“Pra mim não fede nem cheira”

Aquela manhã de fevereiro amanheceu de caldeiras a pleno vapor.

No alto o sol tentava se refrescar abanando-se com um lençol de nuvens.

Não era preciso medir a temperatura. Era só ver as galinhas botarem ovos na terra nua que deles logo eclodiriam pintinhos amarelinhos.

Era um calorão infernal. “Cadê a chuva”?  Sonhava com elazinha.  Do céu não escorria água desde há um mês passado.

Seu Antonino, pessoa experimentada, com muitos anos nos costados, não via a hora de a chuva voltar. E era tempo de semear.

As sementinhas de milho já esperavam, impacientes, dentro da tulha onde guardava ração.

Umazinha dizia a outra: “se a chuva não cair não sei o que vai ser de nós.

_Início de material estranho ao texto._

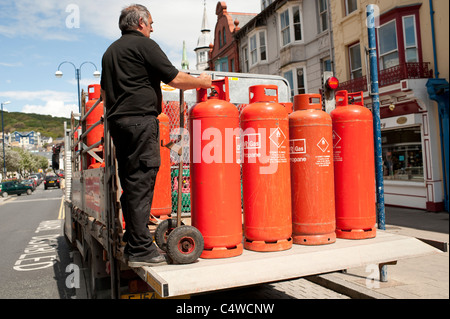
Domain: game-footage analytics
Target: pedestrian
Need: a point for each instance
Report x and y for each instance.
(133, 68)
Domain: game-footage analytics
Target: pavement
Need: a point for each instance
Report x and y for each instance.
(424, 277)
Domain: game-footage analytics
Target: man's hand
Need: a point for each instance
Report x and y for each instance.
(206, 80)
(184, 81)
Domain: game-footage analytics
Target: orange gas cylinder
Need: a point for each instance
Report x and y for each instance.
(266, 174)
(215, 172)
(97, 133)
(312, 177)
(162, 200)
(354, 168)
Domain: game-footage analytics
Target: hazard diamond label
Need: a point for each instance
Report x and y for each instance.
(323, 144)
(336, 139)
(277, 137)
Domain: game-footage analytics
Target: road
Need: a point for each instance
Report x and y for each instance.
(34, 253)
(37, 263)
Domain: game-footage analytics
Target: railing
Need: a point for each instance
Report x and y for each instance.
(410, 70)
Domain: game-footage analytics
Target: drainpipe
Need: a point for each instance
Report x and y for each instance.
(370, 12)
(436, 71)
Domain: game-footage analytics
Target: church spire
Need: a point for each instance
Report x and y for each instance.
(185, 61)
(203, 42)
(205, 24)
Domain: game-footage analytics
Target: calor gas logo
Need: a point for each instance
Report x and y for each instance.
(297, 146)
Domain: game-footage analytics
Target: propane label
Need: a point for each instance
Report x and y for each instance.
(297, 146)
(278, 137)
(323, 144)
(336, 147)
(252, 141)
(323, 161)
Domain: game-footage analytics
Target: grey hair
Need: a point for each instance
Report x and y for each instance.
(129, 17)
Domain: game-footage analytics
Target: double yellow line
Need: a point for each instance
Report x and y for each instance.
(62, 211)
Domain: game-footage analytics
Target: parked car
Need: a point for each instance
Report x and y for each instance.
(36, 178)
(30, 182)
(14, 187)
(51, 181)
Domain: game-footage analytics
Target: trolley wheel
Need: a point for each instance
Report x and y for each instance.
(185, 245)
(162, 232)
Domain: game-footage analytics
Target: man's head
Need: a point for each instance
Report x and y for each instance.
(136, 17)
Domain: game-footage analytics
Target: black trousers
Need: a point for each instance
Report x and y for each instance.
(137, 143)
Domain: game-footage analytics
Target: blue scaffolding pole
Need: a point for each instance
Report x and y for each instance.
(370, 14)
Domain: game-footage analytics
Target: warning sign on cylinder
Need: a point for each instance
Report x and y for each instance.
(323, 144)
(277, 137)
(297, 146)
(336, 139)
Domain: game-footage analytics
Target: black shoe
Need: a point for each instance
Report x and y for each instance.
(135, 262)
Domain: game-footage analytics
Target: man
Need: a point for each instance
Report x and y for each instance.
(133, 68)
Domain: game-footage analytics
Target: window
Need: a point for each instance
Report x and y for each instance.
(296, 79)
(350, 6)
(355, 61)
(262, 46)
(402, 154)
(265, 4)
(388, 49)
(224, 36)
(290, 78)
(326, 64)
(409, 31)
(221, 65)
(245, 60)
(258, 48)
(285, 32)
(300, 82)
(202, 57)
(291, 30)
(323, 15)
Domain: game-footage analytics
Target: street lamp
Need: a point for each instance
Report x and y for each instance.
(3, 136)
(59, 74)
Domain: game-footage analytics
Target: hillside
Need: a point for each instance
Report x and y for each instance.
(47, 125)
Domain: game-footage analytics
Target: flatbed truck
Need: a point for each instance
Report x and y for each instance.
(93, 224)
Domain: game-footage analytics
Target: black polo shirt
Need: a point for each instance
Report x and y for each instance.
(132, 70)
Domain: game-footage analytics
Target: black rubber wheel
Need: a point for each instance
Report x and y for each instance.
(162, 232)
(185, 245)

Talvez sejamos dadas as galinhas. E não iremos brotar na terra arada. Dando espigas grandonas e apetitosas. Como milho verde não vamos ser cozidas na água fervendo. Ou de grãos durinhos não vamos virar pamonhas ou saborosos curais”.

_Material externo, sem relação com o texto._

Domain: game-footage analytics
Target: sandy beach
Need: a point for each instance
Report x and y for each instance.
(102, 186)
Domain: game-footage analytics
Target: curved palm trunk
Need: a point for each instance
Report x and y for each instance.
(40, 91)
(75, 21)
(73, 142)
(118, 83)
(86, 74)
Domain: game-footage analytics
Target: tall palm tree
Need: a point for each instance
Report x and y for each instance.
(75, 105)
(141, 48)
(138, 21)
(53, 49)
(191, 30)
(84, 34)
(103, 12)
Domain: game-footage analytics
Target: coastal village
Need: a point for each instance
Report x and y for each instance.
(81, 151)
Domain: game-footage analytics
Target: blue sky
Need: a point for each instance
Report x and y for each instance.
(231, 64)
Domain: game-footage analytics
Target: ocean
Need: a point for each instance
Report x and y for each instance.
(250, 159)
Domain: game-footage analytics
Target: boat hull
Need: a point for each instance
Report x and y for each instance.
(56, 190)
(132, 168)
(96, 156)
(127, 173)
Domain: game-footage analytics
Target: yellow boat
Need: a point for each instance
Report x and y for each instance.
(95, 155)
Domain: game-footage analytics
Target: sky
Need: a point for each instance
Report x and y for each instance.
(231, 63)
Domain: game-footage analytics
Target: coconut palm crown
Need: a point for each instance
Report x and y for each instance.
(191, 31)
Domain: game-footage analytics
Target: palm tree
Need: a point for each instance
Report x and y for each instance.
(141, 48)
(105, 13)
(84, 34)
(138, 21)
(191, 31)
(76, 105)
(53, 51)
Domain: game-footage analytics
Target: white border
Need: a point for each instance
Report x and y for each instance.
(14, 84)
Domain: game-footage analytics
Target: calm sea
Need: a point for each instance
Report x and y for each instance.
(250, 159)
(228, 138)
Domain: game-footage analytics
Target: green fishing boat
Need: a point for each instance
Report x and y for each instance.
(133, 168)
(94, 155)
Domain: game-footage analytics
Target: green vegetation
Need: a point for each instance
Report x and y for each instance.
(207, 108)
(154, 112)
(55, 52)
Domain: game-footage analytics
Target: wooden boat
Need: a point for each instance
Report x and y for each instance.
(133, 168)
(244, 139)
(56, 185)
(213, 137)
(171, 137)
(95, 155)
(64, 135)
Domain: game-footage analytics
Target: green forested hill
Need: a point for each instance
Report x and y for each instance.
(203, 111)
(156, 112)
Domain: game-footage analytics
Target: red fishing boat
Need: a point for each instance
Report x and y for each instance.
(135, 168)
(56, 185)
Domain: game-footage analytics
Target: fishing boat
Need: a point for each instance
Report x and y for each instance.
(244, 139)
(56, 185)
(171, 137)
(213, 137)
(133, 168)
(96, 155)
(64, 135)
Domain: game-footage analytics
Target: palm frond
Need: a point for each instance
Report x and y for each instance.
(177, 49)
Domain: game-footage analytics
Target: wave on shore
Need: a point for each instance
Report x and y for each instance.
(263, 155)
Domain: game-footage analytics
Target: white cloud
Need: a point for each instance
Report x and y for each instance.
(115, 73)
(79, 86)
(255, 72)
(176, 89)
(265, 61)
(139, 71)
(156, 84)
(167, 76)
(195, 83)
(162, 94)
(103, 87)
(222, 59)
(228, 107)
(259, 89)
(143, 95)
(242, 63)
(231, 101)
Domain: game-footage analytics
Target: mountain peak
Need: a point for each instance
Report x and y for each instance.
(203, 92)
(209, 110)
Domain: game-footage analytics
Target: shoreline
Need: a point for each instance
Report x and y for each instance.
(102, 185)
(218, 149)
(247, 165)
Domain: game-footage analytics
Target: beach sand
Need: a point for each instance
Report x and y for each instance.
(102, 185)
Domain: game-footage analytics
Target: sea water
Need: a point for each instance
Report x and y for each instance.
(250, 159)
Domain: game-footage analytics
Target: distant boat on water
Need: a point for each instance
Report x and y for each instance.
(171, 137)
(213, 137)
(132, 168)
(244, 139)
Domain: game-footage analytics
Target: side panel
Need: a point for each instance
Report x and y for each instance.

Outro dia de intensa labuta esperava Seu Antonino. Antes das cinco da madrugada já se punha de pé. Ele havia enviuvado o mês passado. Que saudades da dona Aurora.   Ela era o único amor que conheceu.

Não tiveram filhos. Viviam na maior harmonia. Eram um pelo outro.

Dona Aurora, ditosa senhora, era quem preparava sua comida. Fazia saborosos pratos.   Especialista em comida italiana. Já que era descendente direto da bela Toscana.

Desde que sua amada esposa subiu aos céus Seu Antonino nunca pensou em se casar novamente. Aprendeu a cozinhar. Lavar suas próprias roupas.  O mais difícil era dormir sem seu amor. Sonhava com ela ao fim da tarde. Quando se recostava ao colo dela e elazinha lhe fazia cafuné.

Mas a vida tinha de continuar.  A roça de milho carecia de chuva. A vacada faminta mugia a beira do curral.

Seu Antonino acostumou-se a viver solitário. Aos quase setenta ainda tinha disposição para o trabalho duro na roça.

Era tempo de plantio.  A noite escutava, no seu radinho de pilha, as notícias do dia.

A guerra entre Ucrânia e Rússia já se perdia de vista. No oriente médio a paz parecia estender a bandeira branca.

No Brasil o que mais se ouvia no momento presente era a carestia do preço dos alimentos. A inflação mostrava os dentes.

O atual presidente sorria ao ver seu oponente ser denunciado pela tentativa de golpe de estado. Na iminência de ser condenado a mofar na prisão por tempo indeterminado.

Não se falava noutra coisa senão na violência das ruas. Até parecia que São Paulo iria submergir nas enchentes.

Noticias boas nem em sonho. Ruins eram maioria.

Naquela madrugada de quinta feira Seu Antonino dormiu sossegado.  Enfim a chuva caiu.

A terra desnuda sorriu. A roça de milho foi plantada.  Tudo dava certo.

Naquela noite o bom homem nem ligou seu radinho. Já sabia de antemão, de cor e salteado, o que deveria escutar.

As noticias de Brasília não lhe importunavam os ouvidos.  O que se passava além mar não era de seu interesse.

Somente a sua roça lhe importava. A perda de sua amada Aurora sim, lhe fazia sofrer de verdade.

“O resto, pra mim, não fede nem cheira”.

Foi o que ouvi dele,  naquela manhã que o visitei.